The desire to control women can also lead to harmful cultural practices. One such practice is female genital mutilation, where young girls’ clitorises are cut off. In some cases, the vagina is sewn shut to ensure a woman is chaste until her wedding night. “[It’s one example of] how they use the vagina [for] power and control—they deprive you of sexual pleasure for your entire life so you won’t seek it,” Africa-Verceles says.
But it is also important to remember that openly talking about one’s sexuality and intimate areas does not correlate to being hypersexual. As more and more women are breaking the demure ideal, they are sometimes subjected to being called derogatory terms. However, for women to be reduced into this Maria Clara trope promotes a culture that favors a silent, voiceless version of women, rather than empowered females with agency.
More than what’s between the legs
It is important that we begin to understand that women are more than sexual objects or bearers of children. The more we cling to the rigid gender binary system, the more women are shackled to patriarchal ideals. Africa-Verceles asserts, “You don’t want to separate the vagina to the totality of what a woman is,” as we want to avoid reducing women’s value into that organ or equate one’s womanhood with the vagina because there are also women without it—specifically, transgender women.
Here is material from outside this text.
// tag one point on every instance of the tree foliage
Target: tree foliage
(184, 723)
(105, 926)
Though speaking out about the vagina and openly saying puki does not absolve the issues regarding misogyny and patriarchy in the country, it’s an empowering way to start ending the stigma. Siy states that if a woman feels free to say any part of her body, it is a powerful statement that embodies where she belongs—her sense of self, strength, and, most importantly, her agency to make her own decisions. One need not be special in order to possess this kind of attitude. As Siy declares, “Isa akong karaniwan na babae at sineryoso ko ang aking sarili—sineryoso ko ang katawan ko.”
(I am a normal woman and I take myself seriously—I take my body seriously.)